Studies indicate that happy people are likely to be more productive at work. A good leader, therefore, uses ways and means to keep her people happy. A great leader, however, does not look upon her people as merely means to an end, as tools of production. Rather, she recognises her inseparable connection with them as living beings striving to be happy. Therefore, a great leader does not try to ensure happiness of her people merely to increase their productivity. Instead, she works to promote their happiness for the sake of their true well-being. To do that, she herself has to be happy. After all, how can an unhappy person create the conditions for happiness around them? The question that follows is one that has been asked by humans perhaps from the very beginning of human kind: How can we be happy?
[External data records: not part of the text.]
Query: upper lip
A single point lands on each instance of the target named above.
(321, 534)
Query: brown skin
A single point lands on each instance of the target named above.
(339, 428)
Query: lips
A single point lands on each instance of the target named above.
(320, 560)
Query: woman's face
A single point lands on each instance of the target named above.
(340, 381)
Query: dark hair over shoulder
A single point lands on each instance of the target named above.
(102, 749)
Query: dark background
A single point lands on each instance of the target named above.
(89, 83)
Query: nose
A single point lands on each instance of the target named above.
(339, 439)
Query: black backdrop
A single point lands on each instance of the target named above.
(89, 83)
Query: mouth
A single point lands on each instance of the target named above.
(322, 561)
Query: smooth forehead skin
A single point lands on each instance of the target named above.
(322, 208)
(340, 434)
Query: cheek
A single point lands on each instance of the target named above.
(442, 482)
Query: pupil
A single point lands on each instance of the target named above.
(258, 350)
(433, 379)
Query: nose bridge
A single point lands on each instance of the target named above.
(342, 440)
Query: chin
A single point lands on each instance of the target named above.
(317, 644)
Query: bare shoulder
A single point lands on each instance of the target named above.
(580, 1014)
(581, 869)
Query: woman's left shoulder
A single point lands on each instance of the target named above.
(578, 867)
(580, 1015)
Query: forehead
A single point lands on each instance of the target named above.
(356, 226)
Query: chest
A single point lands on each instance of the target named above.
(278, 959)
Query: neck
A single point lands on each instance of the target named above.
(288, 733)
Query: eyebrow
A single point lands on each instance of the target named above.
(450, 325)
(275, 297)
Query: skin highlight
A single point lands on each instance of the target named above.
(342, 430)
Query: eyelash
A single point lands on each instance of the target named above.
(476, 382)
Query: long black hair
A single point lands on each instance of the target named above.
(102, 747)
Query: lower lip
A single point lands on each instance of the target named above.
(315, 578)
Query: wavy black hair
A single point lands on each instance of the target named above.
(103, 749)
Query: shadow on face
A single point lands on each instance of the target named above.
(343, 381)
First a caveat. I am not referring to a self-referential happiness wherein we aim to be happy without considering the welfare of others. It is a mistake to think that we can really be happy at the expense of the good of others. I am referring to a happiness that promotes the happiness of others or, at the least, does not increase their suffering. How can we find such happiness? Perhaps there are many paths that lead to it. For me, happiness is a skill that can be sharpened. The path I would like to share requires the regular training of the mind to be able to answer "Yes" to five questions.
1. Do I have an aspiration? An aspiration is not an ordinary desire. It is a desire to achieve something greater than and beyond oneself. Desires that are only for the benefit of one´s individual needs rarely bring lasting happiness. Why? Because it does not help to open up our hearts. And a heart that is closed knows no happiness.
2. Am I always diligent? Diligence is to put in one´s best, no matter what. It is walking that extra mile. It is to find joy in the journey itself rather than being too focussed on the end result. It is to do what we do with love.
3. Am I always kind? Are my words and actions motivated by considerations for the welfare of others?
4. Do I always think win-win? Are my negotiating strategies founded on a need for all parties to gain from the engagement? Or is it primarily based on a desire to win for myself, irrespective of the impact on the other parties?
5. Am I always grateful for the blessings in my life? It is difficult to imagine a life where there is not a single positive. However, due to our craving for more, some of us lose sight of the blessings in our life and spend our time focussing on what we lack. Consequently, we lose the opportunity to be happy with what we have, and remain unhappy with what we do not.
I have learned that happiness (or suffering) is a choice. It results from how we choose to use our mind. Can you train it to genuinely be able to say "Yes" to the above five questions?